Leonard said managers have tried to confuse the issue by suggesting the nurses’ situation is linked to a wider regrading of nurses.

She said: “We know that is not true, so do the nurses and, shamefully, so does the health board.

“This is now a matter of trust for all NHS workers wondering if they can rely on the word of managers.”

The union claims the health board initially agreed that the nurses’ work deserved the higher salary but then backtracked.

The job review in 2018 decided the district nurses, who work in Monifeith and Carnoustie, had more responsibilities, in prescribing drugs, for example, than colleagues elsewhere in Tayside and deserved to be on Band 7 rather than Band 6.

The higher band would now mean a pay rise of up to £7000 a year and the women have been battling in vain to be awarded the higher grading and backdated pay.

GMB has urged the first minister and health secretary Neil Gray to press NHS Tayside to resolve the dispute and the women won the backing of Scottish Labour leader Anas Sarwar when they lobbied politicians at Holyrood.
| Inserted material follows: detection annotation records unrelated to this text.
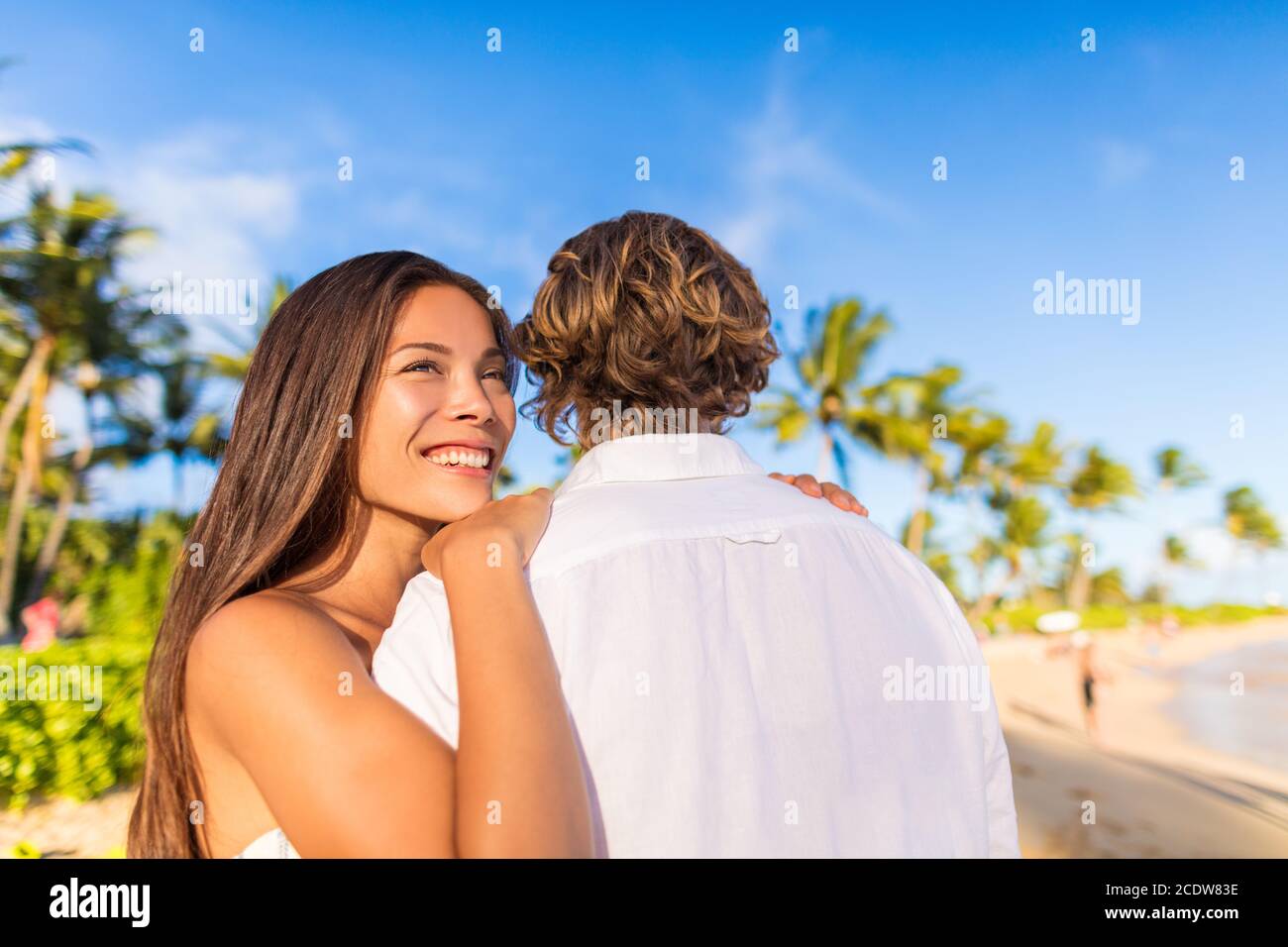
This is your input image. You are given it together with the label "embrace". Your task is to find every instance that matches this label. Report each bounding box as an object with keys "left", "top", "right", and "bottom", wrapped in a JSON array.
[{"left": 129, "top": 213, "right": 1019, "bottom": 858}]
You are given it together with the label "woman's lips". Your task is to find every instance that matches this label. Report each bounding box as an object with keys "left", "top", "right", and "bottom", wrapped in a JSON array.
[{"left": 421, "top": 445, "right": 496, "bottom": 479}]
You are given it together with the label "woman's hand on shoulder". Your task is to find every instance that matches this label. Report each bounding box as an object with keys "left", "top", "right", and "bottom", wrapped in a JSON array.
[
  {"left": 769, "top": 473, "right": 868, "bottom": 517},
  {"left": 420, "top": 487, "right": 554, "bottom": 578}
]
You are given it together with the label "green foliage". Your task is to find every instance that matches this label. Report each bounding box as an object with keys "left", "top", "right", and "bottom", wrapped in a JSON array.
[{"left": 0, "top": 513, "right": 185, "bottom": 808}]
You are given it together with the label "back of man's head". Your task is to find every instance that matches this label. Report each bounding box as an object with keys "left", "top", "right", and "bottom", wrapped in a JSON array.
[{"left": 515, "top": 211, "right": 778, "bottom": 449}]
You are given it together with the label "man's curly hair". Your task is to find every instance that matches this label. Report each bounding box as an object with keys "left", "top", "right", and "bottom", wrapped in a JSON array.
[{"left": 514, "top": 211, "right": 780, "bottom": 447}]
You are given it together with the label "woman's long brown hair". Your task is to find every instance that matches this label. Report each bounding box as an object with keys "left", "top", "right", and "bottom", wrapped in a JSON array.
[{"left": 128, "top": 252, "right": 516, "bottom": 858}]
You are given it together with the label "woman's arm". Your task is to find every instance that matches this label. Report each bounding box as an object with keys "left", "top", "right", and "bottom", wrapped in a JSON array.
[
  {"left": 421, "top": 489, "right": 592, "bottom": 858},
  {"left": 187, "top": 600, "right": 456, "bottom": 858}
]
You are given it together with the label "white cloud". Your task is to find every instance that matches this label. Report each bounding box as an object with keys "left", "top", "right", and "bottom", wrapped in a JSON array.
[
  {"left": 1096, "top": 141, "right": 1154, "bottom": 185},
  {"left": 715, "top": 89, "right": 909, "bottom": 263}
]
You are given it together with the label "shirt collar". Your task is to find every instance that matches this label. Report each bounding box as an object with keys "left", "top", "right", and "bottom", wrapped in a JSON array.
[{"left": 557, "top": 434, "right": 765, "bottom": 493}]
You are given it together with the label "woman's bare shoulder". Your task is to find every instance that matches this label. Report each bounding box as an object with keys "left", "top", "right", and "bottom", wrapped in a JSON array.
[{"left": 187, "top": 588, "right": 368, "bottom": 717}]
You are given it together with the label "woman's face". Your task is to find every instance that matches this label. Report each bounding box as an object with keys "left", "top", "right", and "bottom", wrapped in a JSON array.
[{"left": 358, "top": 286, "right": 515, "bottom": 523}]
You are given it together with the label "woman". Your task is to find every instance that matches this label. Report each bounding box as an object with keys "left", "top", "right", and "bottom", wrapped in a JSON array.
[{"left": 129, "top": 253, "right": 866, "bottom": 858}]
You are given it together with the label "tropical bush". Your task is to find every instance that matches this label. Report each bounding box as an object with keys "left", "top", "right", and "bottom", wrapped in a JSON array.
[{"left": 0, "top": 513, "right": 185, "bottom": 808}]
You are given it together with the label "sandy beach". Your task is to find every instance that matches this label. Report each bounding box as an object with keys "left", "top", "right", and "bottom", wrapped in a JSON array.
[
  {"left": 984, "top": 618, "right": 1288, "bottom": 858},
  {"left": 0, "top": 618, "right": 1288, "bottom": 858}
]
Shona Middleton, 54, a district nurse in Monifeith for 28 years, says the struggle to have their regrading recognised has taken far too long and should not have been necessary.

She said: “We’ve been given one explanation after another and the goalposts keep changing.”

Cathy Fugaccia, who has been a district nurse since 1993, said: “We have our job to do, but for years, this issue has been a constant burden. It’s exhausting.”